[om-list] Fast subset enumeration in object-relation models

Luke Call lacall at onemodel.org
Fri Oct 10 10:28:12 EDT 2003


Mark,

Most of my comments to this are the same as in my previous email. You
can ignore my hasty wordiness here but I don't want to stifle, just in
case something good works out between our efforts. :)

I'd just repeat that I'd hope in OM that one could build object models
on the fly, as a side-effect of "idea processing" (akin to
"word-processing"), via the OM user-interface. Thus not just recording
knowledge in an shared exponentially useful collaborative way, but in a
crude way building software applications where the object model is not
defined once and for all at the design phase, but grows and evolves with
usage. So if you have genealogy-related entities and I have other
entities for whatever I'm doing, but they have a common "ancestor"
Entity (using terms loosely; they'd perhaps both point to a common
"like-this one" "person" entity or other) with mutually usefully
modelled behaviors or properties, we collaborate in our models at that
point, and so could others.

A substrate of common tools, structures, and algorithms is used to
facilitate the higher-level stuff your recent posts have described.
While it may use Scheme (a lisp, cleaner than common lisp it seems) for
some logic processing, algorithms, etc., it would use an off-the-shelf
dbms under the hood for performance issues--I personally have no desire
to rewrite the great work of others but to build on it.
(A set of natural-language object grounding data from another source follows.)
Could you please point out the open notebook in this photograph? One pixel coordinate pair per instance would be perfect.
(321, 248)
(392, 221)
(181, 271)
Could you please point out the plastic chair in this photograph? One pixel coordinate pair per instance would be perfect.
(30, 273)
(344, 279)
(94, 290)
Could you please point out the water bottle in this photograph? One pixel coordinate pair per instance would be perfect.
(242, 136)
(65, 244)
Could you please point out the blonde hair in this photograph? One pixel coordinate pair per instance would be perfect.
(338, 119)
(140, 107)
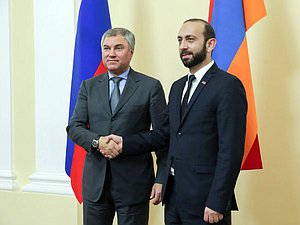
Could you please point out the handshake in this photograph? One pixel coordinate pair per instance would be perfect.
(110, 146)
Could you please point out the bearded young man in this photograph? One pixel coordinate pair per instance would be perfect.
(205, 128)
And with good abstractions in between, the two worlds (dbms &
lisp/AI-land) shouldn't collide but rather they would have to serve each
other.

Mark Butler wrote:
> Fast subset enumeration in object-relation models
> 
> ....
> Although there are other aspects of knowledge modelling that may have an 
> impact on choice of data structures, fully polymorphic object relation 
> models - those that use a class hierarchly with only one or two roots 
> (Object and/or Relation, respectively) have a serious performance 
> issue.   Traditionally if you want fast access to an attribute, you 
> store it inline.  If you move attributes out into separate objects, you 
> typically have to traverse a list for every access.  This is a bit of a 
> problem, one of the reasons why LISP hasn't taken over the world yet, 
> for example.
> ....
> A typical example is dealing with an 'object' that represents a 
> universal, or a class.  A class typically has only one or two base 
> classes, a half dozen attributes, but perhaps millions of instances.  
> Any system that needs fast access to base classes and class attributes 
> is going to fail miserably if the instance relations have to be scanned  
> to find the more fundamental  relationships.  I believe what I have 
> proposed will solve the problem nicely and have started an 
> implementation in C++ that I am going to use in my family history 
> system.  The trick of course is to encapsulate it all nicely, so that 
> the ugly details are not apparent in higher level code.
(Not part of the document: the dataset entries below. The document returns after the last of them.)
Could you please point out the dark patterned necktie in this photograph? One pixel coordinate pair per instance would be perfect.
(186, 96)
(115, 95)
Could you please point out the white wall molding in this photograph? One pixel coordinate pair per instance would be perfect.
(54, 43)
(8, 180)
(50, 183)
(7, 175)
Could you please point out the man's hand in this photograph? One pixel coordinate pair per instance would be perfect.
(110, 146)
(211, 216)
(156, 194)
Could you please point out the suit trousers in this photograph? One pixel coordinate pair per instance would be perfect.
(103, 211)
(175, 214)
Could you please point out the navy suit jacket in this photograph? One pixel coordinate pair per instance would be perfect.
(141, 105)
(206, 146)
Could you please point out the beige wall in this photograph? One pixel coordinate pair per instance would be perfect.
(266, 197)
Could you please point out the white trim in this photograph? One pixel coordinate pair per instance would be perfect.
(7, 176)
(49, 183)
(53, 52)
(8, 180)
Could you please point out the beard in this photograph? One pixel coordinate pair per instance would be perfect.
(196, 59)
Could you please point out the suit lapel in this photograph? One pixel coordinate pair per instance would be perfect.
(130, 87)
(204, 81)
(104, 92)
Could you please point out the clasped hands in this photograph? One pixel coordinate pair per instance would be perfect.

If you make the switch to java, you get faster development,
cross-platform (you code on NT, I code on linux, Tom runs & could code
if desired on whatever his department uses) and decent performance for
many things (not startup though I'm afraid), and it can be optimized
selectively as needed, which is less than you'd think. Java's
performance really isn't bad, depending on how one codes
(creating/destroying scads of objects is something to be careful about
optimizing, but there are ways. Programmer productivity seems more
important, at least for my goals.) Then we can work together. Or maybe
that will still come later on (bummer if so, but is OK for now).   :)

(Writing copy constructors adds nothing useful to my life! I think state
of the art has advanced a long way since C++ was designed. Mono is very
interesting but doesn't feel "there yet"--I don't trust MS; Miguel is
brilliant and all ...    :)

....but we also have what appears to be a really nice Scheme
implementation in SISC, that is written in Java, so they interoperate.
I'm rereading "scheme and the art of programming", again appreciating
the power of proper tail recursion, currying, procedural abstraction,
and need to get some of the other stuff like handling of continuations
as first-class data types. (You probably remember the link you forwarded
about some programmers bought out by Yahoo who were more productive than
the competition because they used lisp w/ its macros etc.) I just read
the language spec & several other things to get ready to try it
seriously first for unit test scripting then maybe for more advanced
stuff. The SISC users mailing list on sourceforge is friendly, helpful,
and very low-volume (those are some very smart folks like you).